Revolutionary Sensor System for Essential Oils

Researchers at Campus Gandia (UPV) have developed a groundbreaking sensor system that can capture the unique fingerprint of essential oils, identify their origin, and detect any adulteration. Currently, they have applied this system to the oils of a forest crop, specifically sticky rockrose, though it has potential applications for other products as well.
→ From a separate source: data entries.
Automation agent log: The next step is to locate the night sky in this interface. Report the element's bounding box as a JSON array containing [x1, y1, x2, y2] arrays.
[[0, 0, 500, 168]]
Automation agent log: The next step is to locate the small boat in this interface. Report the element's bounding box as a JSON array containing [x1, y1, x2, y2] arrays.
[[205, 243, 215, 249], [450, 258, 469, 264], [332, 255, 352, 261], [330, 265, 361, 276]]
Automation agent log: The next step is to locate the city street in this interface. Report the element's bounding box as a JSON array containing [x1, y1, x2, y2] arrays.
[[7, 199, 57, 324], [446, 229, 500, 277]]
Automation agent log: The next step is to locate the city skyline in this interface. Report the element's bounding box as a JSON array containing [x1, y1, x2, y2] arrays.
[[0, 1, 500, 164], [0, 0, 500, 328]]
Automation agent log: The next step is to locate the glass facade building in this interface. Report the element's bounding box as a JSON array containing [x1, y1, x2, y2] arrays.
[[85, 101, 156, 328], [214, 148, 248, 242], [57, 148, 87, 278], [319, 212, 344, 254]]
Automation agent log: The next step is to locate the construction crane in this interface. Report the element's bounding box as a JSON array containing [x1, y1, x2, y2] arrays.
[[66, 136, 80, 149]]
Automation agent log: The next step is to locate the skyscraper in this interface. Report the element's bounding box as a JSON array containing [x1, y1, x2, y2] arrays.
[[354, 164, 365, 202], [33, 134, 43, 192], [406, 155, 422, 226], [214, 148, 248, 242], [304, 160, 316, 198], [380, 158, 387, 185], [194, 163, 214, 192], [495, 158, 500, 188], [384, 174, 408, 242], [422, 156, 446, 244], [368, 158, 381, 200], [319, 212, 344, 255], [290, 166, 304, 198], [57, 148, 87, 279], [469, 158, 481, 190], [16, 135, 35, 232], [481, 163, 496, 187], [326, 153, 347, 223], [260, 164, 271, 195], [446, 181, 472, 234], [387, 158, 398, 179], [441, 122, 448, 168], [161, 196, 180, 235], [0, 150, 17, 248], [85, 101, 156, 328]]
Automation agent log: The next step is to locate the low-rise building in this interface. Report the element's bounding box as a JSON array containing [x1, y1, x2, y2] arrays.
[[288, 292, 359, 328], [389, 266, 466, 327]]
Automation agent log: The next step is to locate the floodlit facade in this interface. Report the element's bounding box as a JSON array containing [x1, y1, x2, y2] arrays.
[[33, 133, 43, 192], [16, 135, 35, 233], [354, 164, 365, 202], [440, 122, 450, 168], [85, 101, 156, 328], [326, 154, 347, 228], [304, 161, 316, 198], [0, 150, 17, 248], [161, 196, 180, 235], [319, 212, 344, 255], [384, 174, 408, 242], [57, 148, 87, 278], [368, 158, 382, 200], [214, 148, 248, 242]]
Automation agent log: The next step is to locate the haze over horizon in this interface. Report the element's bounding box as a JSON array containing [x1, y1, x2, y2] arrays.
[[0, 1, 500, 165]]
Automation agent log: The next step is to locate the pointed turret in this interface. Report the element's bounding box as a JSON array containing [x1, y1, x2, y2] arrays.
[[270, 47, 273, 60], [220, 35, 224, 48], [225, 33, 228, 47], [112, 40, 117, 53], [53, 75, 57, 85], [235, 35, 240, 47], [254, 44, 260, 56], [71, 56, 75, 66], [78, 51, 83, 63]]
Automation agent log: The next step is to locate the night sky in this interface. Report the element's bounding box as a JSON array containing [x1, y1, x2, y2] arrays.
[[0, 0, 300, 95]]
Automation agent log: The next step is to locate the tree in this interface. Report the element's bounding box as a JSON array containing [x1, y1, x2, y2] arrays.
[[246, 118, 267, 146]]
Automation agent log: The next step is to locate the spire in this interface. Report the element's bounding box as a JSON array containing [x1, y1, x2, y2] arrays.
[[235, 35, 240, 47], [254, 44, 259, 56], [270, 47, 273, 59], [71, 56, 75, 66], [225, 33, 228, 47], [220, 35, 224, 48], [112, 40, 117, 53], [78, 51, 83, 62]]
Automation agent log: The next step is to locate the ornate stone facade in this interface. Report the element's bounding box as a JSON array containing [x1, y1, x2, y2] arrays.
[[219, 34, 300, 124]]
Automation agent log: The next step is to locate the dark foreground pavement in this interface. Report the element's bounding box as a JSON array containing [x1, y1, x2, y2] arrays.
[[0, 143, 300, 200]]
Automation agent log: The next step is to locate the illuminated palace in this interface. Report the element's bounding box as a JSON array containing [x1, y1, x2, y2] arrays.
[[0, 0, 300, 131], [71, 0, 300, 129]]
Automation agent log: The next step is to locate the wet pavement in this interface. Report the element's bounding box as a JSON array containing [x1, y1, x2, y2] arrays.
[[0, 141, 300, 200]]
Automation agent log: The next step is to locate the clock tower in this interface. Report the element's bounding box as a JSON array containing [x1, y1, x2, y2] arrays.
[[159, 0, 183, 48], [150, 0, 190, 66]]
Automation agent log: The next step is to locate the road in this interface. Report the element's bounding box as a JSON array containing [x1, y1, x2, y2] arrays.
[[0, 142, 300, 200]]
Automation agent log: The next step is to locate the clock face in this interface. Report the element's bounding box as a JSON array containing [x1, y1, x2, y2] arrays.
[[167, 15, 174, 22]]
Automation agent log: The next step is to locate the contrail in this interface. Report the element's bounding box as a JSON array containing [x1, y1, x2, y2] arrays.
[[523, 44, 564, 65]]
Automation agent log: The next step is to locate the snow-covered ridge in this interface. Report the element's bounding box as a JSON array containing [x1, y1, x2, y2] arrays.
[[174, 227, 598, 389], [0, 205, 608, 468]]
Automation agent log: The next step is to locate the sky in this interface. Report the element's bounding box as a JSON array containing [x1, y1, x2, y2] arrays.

Their research project has been published in the journals Sustainability and Sensors.

The research group, led by Jaime Lloret and formed by Sandra Sendra, José Miguel Jiménez, Lorena Parra, Sandra Viciano, Ali Ahmad and Francisco Javier Díaz aims to assess the maturity of forest crops using sensor technology.

Sticky rockrose yields a range of high-value biomaterials, the quantity and quality of which are influenced by environmental conditions. “Our goal was to utilize inexpensive sensors to detect the maturity state of plants based on the gases and volatile organic compounds they emit in their natural environment,” Jaime Lloret elaborates.

By employing seven gas sensors, each tailored to measure distinct types of gases, and integrating their readings with artificial intelligence, the system crafted by this team can effectively discern various volatile organic compounds. “After compiling a database using these sensors and applying artificial intelligence, we train the system to classify or differentiate odors,” adds Sandra Sendra.

The initial application of this system was to distinguish between rockrose oils and pine oil, as well as to identify rockrose oil adulterated with pine oil. In their latest research, the team has successfully distinguished sticky rockrose essential oils of varying quality.

Cost-effective and User-Friendly

The primary strengths of this system lie in its affordability and user-friendly design. Presently, distinguishing between various oil types and quantifying the chemical compounds within them typically involves intricate chemical analyses, necessitating specialized personnel and high-maintenance equipment. “These analyses are typically conducted by specialized companies and laboratories, which can pose a significant expense for companies seeking to understand the characteristics of the oils they work with,” emphasizes Jaime Lloret.

Upcoming Actions

The research team is currently focused on detecting and quantifying specific molecules, such as alpha-pinene, which is the primary compound in the terpene hydrocarbons group.

“To achieve this, we plan to combine sensor usage with multiple samples, each with known concentrations of chemical compounds, to establish a comprehensive database,” explains Jaime Lloret. “This data will be processed using more advanced artificial intelligence techniques than those previously employed,” adds Lorena Parra.

For the development and validation of this system, the UPV team collaborated with the Madrid Institute of Rural, Agrarian and Food Research and Development (IMIDRA) and the Renewable Energy Development Center – Energy, Environment, and Technological Research Center (CEDER-CIEMAT).


Viciano-Tudela, S., Sendra, S., Parra, L., Jiménez, J. M., & Lloret, J. (2023). “Proposal of a Gas Sensor-Based Device for Detecting Adulteration in Essential Oil of Cistus ladanifer”. Sustainability15(4), 3357.

Viciano-Tudela, S., Parra, L., Navarro-García, P., Sendra, S., & Lloret, J. (2023). “Proposal of a New System for Essential Oil Classification Based on Low-Cost Gas Sensor and Machine Learning Techniques”. Sensors23(13), 5812.